Last month, four ships from the Harry S. Truman Strike Group left the East Coast. But the aircraft carrier Truman stayed behind to undergo repairs for an ongoing electrical issue.

Related: A Navy Carrier Strike Group Is Deploying Without Its Broken-Down Aircraft Carrier

Vice Chief of Naval Operations Adm. Robert Burke said Friday that he's "very concerned" about carrier maintenance. As USNI News noted, six East Coast carriers are tied up in various states of maintenance or training.

Burke said he expects the work on the Truman to be complete in "weeks, not months."

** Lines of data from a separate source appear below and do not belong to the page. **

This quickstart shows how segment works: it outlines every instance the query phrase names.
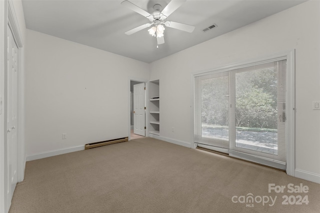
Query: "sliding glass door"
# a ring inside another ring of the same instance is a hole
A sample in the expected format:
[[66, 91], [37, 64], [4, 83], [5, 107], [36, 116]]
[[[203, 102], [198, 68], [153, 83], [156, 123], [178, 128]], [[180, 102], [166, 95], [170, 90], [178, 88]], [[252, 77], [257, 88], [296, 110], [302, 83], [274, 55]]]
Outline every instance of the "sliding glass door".
[[195, 77], [194, 142], [285, 169], [286, 60]]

"Truman is on a good path for recovery," the Navy's No. 2 officer said at the 2019 Military Reporters and Editors conference. "I think the engineers have done a fantastic job in troubleshooting a very unique problem and, at the same time, going out and evaluating whether it's going to be a problem on the entire class of aircraft carriers [and] correcting it."

The Navy has struggled to dig out of a maintenance backlog after years of deployment extensions like that which the Lincoln faces now. Burke said it's concerning anytime ships are forced to stay out beyond the eight-month mark, and they're watching the Lincoln closely as it remains underway.

Slaughter asked the Lincoln's crew and family members to be patient as they work on getting a date they can expect to return to the U.S.

"I know it's tough, but realize it's for a very good reason," he said. "Our presence here is making a difference, and we're going to have to keep making that difference for just a little bit longer, so please stay strong with us."

The carrier Lincoln is supposed to head to its new homeport in San Diego at the end of this deployment. Carrier Air Wing Seven; the guided-missile cruiser Leyte Gulf; and guided-missile destroyers Bainbridge, Mason and Nitze are assigned to the strike group.

Tensions with Iran have been high since the strike group was ordered to the region. In June, the Iranian Revolutionary Guard shot down a Navy drone operating in international airspace. That followed an attack on Japanese and Norwegian tankers transiting the Strait of Hormuz, a vital waterway where much of the world's oil traffic occurs.

When a Navy ship was passing through that same strait about a month later, at least one Iranian drone came within 1,000 yards of the amphib. Marines aboard the ship used a new weapon to take that drone down.